The pictures on this page are snaps of semi-transparency prints artist Kuo-min Lee (born 1969, Taiwan) showed in the Taiwan pavilion at the Venice Biennale last year. The series, called "You Only Die Twice", documents Taiwanese rooms endangered by urban redevelopment.

Now, there are lots of ways of looking at these rooms. You can use the sequence as "eye-training", helping you improve your skill at recognising what the photographer's interests are. You might want to use the images to sum up a particularly Asian organisation of space (I personally cluster them immediately with Kyoichi Tsuzuki's Tokyo: A Certain Style pictures), or to distinguish Taiwanese spatial organisation from that of Japan or even Mainland China. Since the environments are "endangered", you might want to say that this is a retro spatial organisation. You might even want to dwell on the paradox that to endanger characteristically Asian space is, itself, characteristically Asian. That's certainly an argument I've used against supporters of Alex Kerr, who complains that Japan's beautiful heritage is disappearing under concrete. Essentialist Japan is dead, long live essentialist Japan!

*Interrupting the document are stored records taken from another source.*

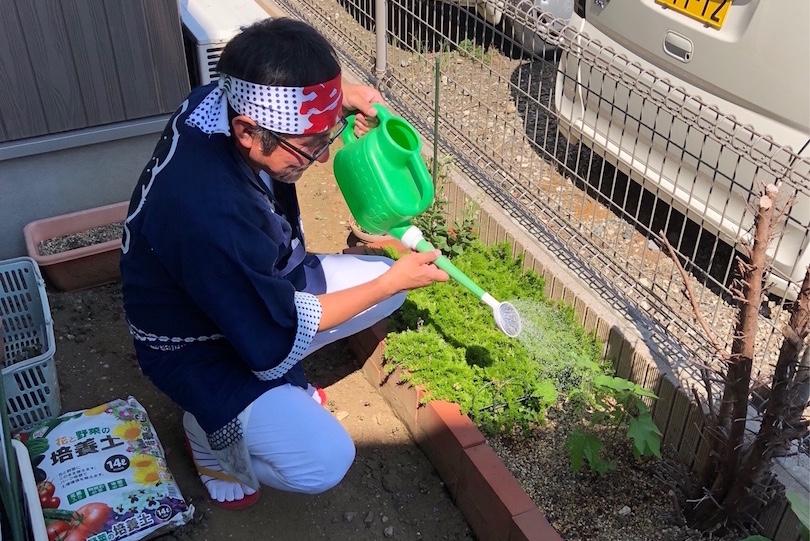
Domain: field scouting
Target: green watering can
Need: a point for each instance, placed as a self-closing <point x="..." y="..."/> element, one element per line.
<point x="386" y="184"/>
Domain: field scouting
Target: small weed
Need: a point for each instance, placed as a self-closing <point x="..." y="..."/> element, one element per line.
<point x="617" y="403"/>
<point x="469" y="49"/>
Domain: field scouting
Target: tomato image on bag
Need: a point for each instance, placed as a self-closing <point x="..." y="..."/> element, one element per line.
<point x="101" y="475"/>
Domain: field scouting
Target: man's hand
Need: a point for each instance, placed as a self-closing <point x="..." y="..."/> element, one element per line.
<point x="359" y="99"/>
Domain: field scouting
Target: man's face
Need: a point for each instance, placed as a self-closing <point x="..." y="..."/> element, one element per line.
<point x="291" y="155"/>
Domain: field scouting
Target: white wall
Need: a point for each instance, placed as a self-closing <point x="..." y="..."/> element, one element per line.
<point x="45" y="177"/>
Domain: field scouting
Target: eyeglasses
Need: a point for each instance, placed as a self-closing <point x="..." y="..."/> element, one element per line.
<point x="334" y="133"/>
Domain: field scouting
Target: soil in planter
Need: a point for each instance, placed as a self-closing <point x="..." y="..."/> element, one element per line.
<point x="89" y="237"/>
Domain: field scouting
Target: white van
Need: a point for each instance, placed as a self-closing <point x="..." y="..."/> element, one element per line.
<point x="679" y="94"/>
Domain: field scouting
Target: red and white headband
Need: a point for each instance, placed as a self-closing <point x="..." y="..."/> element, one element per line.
<point x="285" y="109"/>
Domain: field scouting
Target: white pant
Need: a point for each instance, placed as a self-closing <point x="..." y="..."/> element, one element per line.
<point x="296" y="444"/>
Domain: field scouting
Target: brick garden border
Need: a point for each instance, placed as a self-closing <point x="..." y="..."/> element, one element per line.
<point x="485" y="491"/>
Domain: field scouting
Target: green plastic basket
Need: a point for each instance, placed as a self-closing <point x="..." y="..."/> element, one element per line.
<point x="29" y="368"/>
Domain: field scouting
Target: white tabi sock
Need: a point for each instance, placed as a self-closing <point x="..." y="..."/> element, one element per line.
<point x="221" y="486"/>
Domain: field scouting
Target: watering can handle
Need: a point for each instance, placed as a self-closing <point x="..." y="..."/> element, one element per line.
<point x="348" y="134"/>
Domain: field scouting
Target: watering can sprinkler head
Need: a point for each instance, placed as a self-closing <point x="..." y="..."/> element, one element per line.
<point x="506" y="315"/>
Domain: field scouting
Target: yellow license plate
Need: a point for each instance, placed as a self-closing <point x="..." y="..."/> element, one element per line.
<point x="711" y="12"/>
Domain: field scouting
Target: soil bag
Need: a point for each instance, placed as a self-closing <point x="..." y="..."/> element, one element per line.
<point x="101" y="475"/>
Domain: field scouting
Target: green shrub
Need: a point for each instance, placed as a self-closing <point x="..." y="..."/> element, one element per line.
<point x="447" y="342"/>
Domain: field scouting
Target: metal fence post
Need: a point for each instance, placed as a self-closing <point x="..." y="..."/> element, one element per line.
<point x="381" y="30"/>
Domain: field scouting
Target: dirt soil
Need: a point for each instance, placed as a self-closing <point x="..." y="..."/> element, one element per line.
<point x="391" y="491"/>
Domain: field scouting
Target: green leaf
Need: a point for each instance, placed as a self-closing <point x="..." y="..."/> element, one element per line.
<point x="581" y="445"/>
<point x="613" y="383"/>
<point x="645" y="435"/>
<point x="801" y="507"/>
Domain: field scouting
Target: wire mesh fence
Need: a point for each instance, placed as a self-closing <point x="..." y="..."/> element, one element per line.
<point x="558" y="128"/>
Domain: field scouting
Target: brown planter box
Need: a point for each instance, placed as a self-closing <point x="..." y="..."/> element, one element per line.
<point x="84" y="267"/>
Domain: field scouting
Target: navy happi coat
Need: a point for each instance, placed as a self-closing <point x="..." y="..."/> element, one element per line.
<point x="217" y="286"/>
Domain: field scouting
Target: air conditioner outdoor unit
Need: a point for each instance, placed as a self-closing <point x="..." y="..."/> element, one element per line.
<point x="207" y="26"/>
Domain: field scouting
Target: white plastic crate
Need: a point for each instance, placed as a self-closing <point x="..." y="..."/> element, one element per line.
<point x="32" y="509"/>
<point x="30" y="383"/>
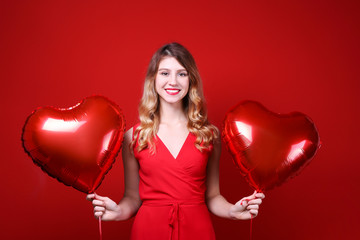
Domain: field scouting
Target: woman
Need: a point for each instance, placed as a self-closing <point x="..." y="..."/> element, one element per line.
<point x="171" y="166"/>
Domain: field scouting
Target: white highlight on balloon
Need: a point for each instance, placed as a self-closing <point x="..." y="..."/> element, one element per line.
<point x="296" y="150"/>
<point x="56" y="125"/>
<point x="106" y="140"/>
<point x="245" y="130"/>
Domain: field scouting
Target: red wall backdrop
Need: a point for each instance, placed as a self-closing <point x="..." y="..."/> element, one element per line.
<point x="289" y="55"/>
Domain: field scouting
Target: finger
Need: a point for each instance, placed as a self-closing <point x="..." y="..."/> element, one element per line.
<point x="253" y="212"/>
<point x="90" y="197"/>
<point x="256" y="207"/>
<point x="98" y="203"/>
<point x="101" y="198"/>
<point x="239" y="208"/>
<point x="98" y="214"/>
<point x="257" y="201"/>
<point x="260" y="195"/>
<point x="99" y="209"/>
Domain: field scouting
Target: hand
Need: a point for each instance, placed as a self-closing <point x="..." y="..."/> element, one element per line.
<point x="247" y="207"/>
<point x="104" y="207"/>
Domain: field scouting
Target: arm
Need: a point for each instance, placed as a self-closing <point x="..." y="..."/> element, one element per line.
<point x="244" y="209"/>
<point x="130" y="203"/>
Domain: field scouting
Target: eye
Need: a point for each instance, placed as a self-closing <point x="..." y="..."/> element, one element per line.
<point x="164" y="73"/>
<point x="183" y="74"/>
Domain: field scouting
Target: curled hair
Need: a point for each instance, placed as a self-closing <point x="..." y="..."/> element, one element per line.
<point x="193" y="102"/>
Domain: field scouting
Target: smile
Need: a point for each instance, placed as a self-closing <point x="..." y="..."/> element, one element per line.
<point x="172" y="91"/>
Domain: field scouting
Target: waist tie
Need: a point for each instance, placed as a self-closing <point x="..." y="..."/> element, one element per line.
<point x="174" y="213"/>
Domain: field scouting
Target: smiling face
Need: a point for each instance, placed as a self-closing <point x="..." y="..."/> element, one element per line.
<point x="172" y="80"/>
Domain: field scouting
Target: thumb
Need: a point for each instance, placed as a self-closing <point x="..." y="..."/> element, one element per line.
<point x="242" y="204"/>
<point x="101" y="198"/>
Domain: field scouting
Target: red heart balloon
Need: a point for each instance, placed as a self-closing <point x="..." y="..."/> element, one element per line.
<point x="268" y="148"/>
<point x="76" y="145"/>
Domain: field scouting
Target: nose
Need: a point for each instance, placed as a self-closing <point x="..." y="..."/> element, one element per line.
<point x="173" y="79"/>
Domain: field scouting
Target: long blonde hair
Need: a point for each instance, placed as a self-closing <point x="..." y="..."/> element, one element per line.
<point x="193" y="102"/>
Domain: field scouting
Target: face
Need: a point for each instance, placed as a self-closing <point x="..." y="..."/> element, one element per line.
<point x="172" y="80"/>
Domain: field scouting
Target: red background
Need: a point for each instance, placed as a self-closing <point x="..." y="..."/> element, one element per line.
<point x="289" y="55"/>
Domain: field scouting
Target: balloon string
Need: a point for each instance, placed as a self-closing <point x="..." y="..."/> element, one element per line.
<point x="251" y="227"/>
<point x="100" y="231"/>
<point x="251" y="218"/>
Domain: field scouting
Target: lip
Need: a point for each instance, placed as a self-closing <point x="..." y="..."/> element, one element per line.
<point x="172" y="91"/>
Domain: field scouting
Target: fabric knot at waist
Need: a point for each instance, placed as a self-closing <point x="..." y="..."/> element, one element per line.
<point x="174" y="212"/>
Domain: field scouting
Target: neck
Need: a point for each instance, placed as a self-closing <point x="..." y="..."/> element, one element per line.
<point x="172" y="113"/>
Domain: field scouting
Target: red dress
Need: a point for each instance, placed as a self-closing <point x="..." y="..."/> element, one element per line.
<point x="172" y="191"/>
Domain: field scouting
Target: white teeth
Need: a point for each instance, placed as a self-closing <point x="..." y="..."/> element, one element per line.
<point x="172" y="91"/>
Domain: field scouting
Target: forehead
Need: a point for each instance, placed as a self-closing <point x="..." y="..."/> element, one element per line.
<point x="170" y="63"/>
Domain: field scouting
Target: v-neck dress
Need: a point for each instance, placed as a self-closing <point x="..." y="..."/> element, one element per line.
<point x="172" y="191"/>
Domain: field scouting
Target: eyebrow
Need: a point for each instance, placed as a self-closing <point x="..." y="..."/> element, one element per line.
<point x="179" y="70"/>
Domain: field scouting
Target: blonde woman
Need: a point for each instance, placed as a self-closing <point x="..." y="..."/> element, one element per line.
<point x="171" y="159"/>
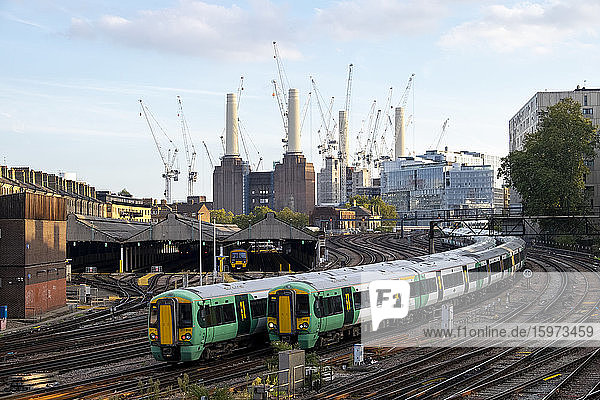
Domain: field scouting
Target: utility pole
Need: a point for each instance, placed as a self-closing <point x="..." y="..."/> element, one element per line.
<point x="214" y="250"/>
<point x="200" y="244"/>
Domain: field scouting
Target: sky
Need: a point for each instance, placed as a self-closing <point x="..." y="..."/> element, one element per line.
<point x="73" y="72"/>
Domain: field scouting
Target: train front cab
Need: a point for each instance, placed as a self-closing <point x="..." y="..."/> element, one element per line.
<point x="290" y="316"/>
<point x="171" y="330"/>
<point x="238" y="259"/>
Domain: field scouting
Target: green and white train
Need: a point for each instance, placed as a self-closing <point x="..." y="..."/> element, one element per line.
<point x="199" y="322"/>
<point x="330" y="305"/>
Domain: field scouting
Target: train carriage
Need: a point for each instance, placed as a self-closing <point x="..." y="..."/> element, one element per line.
<point x="186" y="324"/>
<point x="336" y="305"/>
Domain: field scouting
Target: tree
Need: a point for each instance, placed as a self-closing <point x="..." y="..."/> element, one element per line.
<point x="297" y="219"/>
<point x="549" y="173"/>
<point x="221" y="216"/>
<point x="377" y="207"/>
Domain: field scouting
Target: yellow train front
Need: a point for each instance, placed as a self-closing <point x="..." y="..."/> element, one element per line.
<point x="238" y="259"/>
<point x="296" y="315"/>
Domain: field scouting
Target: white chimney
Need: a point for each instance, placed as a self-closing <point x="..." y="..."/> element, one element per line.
<point x="399" y="133"/>
<point x="343" y="136"/>
<point x="293" y="122"/>
<point x="231" y="127"/>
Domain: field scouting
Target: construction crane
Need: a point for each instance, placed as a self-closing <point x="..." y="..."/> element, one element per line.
<point x="327" y="141"/>
<point x="210" y="160"/>
<point x="348" y="91"/>
<point x="190" y="150"/>
<point x="169" y="156"/>
<point x="280" y="90"/>
<point x="404" y="98"/>
<point x="444" y="126"/>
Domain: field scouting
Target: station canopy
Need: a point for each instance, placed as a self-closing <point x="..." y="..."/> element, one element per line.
<point x="271" y="228"/>
<point x="175" y="227"/>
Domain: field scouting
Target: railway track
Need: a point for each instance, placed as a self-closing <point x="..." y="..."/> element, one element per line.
<point x="480" y="372"/>
<point x="461" y="373"/>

The other day someone called Samantha left an interesting -- and obviously well-informed -- note under my piece about Emmy the Great. "Hello," she said, "I like pictures of creative girls' bedrooms as much as the next creative girl, and Emmy The Great's is certainly cute. But I've got to say I don't really see any visual connection to a typical Hong Kong bedroom or domestic style".

Samantha went on to list why Emmy's London bedroom couldn't be in Hong Kong: "1) Too big (even judging by the single wall that seems to extend beyond the edges of the frame!), 2) Riotous plants (rare in HK, especially of the non-lucky bamboo variety), 3) Vintage-seeming patina to the furniture and some objects (instead of everything looking like it was bought at Ikea or Price Rite, or for wealthier girls, G.O.D. or Franc Franc), 4) The large rawly-rendered drawing of a woman's face (not cartoon-cute, or graphic designy-slick), 5) Not enough STUFFF! No plastic/shopping bags stuffed here and there to maximize space, no books stacked beneath the desk, etc. For a much more typical view of HK interior spaces, check out the great HK artist Warren Leung Chi Wo's series Domestica Invisibile (these photos are not staged in any way)."

It's true that Emmy's room has more patina than it should, is too big, lacks visible computers, has stuff on the walls which isn't manga-like enough... it's clearly not a typical Hong Kong room, just as Emmy isn't a typical Hong Kong girl, although she was brought up there. Zoom in closer and you might want to say something like "This is a half-Chinese girl brought up in Hong Kong, who then switched to London and got involved in a twee-ish indie folk scene..." If you were Emmy's sister or her psychoanalyst or her boyfriend you'd add all sorts of other biographical data to explain why her room looks the way it does. If class was your thing, you'd talk about Emmy's caste, and the links between caste and taste. None of this would be wrong, but it might begin to lose the clarity of the first impression.

Gladwell calls this "thin-slicing" and explains that "as human beings we are capable of making sense of situations based on the thinnest slice of experience". This might sound lazy, but there's something rather elegant -- and sometimes startlingly acute -- about it. "In a psychological experiment, normal people given fifteen minutes to examine a student's college dormitory can describe the subject's personality more accurately than his or her own friends." It's why I always scribble down my first impressions of a new city within minutes of arriving. It's not just that first impressions are lasting, they're also some of the most penetrating thin-slices you'll ever get. "Reality", said Willem de Kooning, "is a slipping glimpse".